Stephanie: I think the key here is think about the challenges that you are facing organizationally on the front end and the back end. There are so many use cases for this and ask yourself if voice could be a solution for that to help in the efficiency cetera of solving the problem. There are a lot of places that we could leverage voice driven technology that is going to be different than our typical construct. I think it will be effective if we’re willing to be open minded and ask ourselves that question, could voice be part of the solution? And I say part of the solution as my second best practice, which is if voice can lend to the improvement of a situation, it does not mean it has to be the complete answer. So I think the example that I gave earlier about an IVR, having an initial interaction, authenticating a patient, confirming what it is that they’re asking for, and then potentially handing that off to a live person for the more complex parts of what might need to be done is a way to be able to move forward in increments and really start to see progress, knowing that we don’t have to solve the entirety of the problem with one solution, but it might be one of the building blocks. So, think about voice, but don’t expect that to have to be all end all of everything. It may be a component.
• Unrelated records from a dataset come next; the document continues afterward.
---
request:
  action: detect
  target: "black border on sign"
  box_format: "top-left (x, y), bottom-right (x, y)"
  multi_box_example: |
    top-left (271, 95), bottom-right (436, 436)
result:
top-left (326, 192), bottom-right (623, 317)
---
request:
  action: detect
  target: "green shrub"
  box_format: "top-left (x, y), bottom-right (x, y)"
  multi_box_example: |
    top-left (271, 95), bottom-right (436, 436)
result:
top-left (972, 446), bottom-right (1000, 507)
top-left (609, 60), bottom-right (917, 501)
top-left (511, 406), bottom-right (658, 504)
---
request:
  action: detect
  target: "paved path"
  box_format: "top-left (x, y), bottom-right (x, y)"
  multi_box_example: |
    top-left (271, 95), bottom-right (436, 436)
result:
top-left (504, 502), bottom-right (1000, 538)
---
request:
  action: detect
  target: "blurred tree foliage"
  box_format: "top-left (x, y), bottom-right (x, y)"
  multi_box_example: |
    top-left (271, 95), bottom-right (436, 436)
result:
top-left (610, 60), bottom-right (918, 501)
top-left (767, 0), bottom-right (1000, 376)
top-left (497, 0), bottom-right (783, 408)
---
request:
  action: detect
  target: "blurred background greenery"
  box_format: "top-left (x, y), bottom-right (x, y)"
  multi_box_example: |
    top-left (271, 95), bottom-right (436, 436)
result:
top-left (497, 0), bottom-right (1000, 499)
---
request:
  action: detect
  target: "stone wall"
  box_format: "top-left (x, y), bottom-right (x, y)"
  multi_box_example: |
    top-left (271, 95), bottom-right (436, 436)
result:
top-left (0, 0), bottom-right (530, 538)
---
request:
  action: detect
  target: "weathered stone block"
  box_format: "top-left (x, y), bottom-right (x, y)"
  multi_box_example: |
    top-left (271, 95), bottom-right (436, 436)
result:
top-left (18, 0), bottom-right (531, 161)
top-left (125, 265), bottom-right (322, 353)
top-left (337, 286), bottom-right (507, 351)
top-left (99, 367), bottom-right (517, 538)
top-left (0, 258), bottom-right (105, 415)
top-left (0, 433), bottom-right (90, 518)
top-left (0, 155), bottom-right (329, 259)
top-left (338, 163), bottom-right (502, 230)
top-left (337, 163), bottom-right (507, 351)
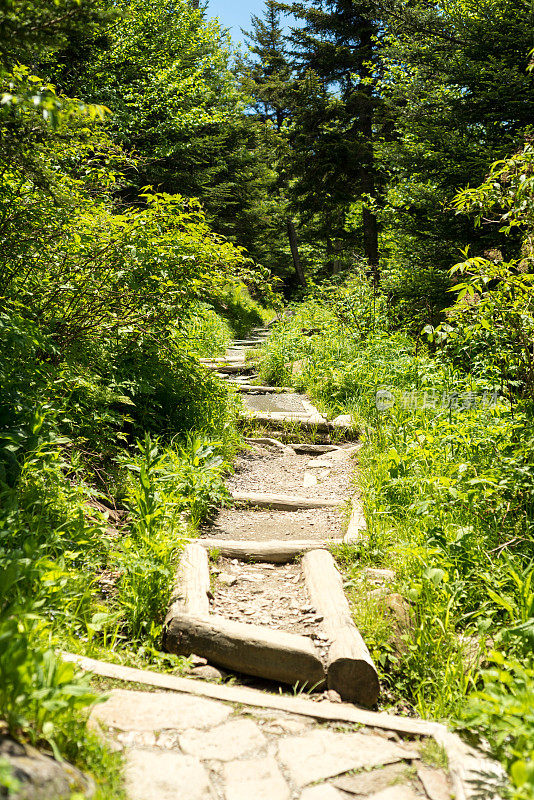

Peter: Pick problems that are important to solve and then really get clinician owners and champions inside the organization. In healthcare, there’s a lot of technology promises. And often if you don’t set yourself up for success, no matter how good the tech, it’s not going to be successful. So, I think best practices is having alignment internally, goals we are trying to achieve, metrics we’re trying to drive. Some of this stuff also involves some business process changes and integration with the how to optimize these things. I think having both the supplier of the technology and the internal stakeholders aligned on the objectives, the internal alignment of what we’re trying to drive through and then sort of end-to-end view of how we’re going to solve this, including things that may not be voiced, is really critical so that when you do that, we can absolutely drive meaningful outcomes. We have thousands of examples and material improvements in physician and nursing, satisfaction reduction of administrative time, better financial outcomes, better patient experience. So, if you do it right and you focus on a problem that we can solve with the tech, we can make a difference.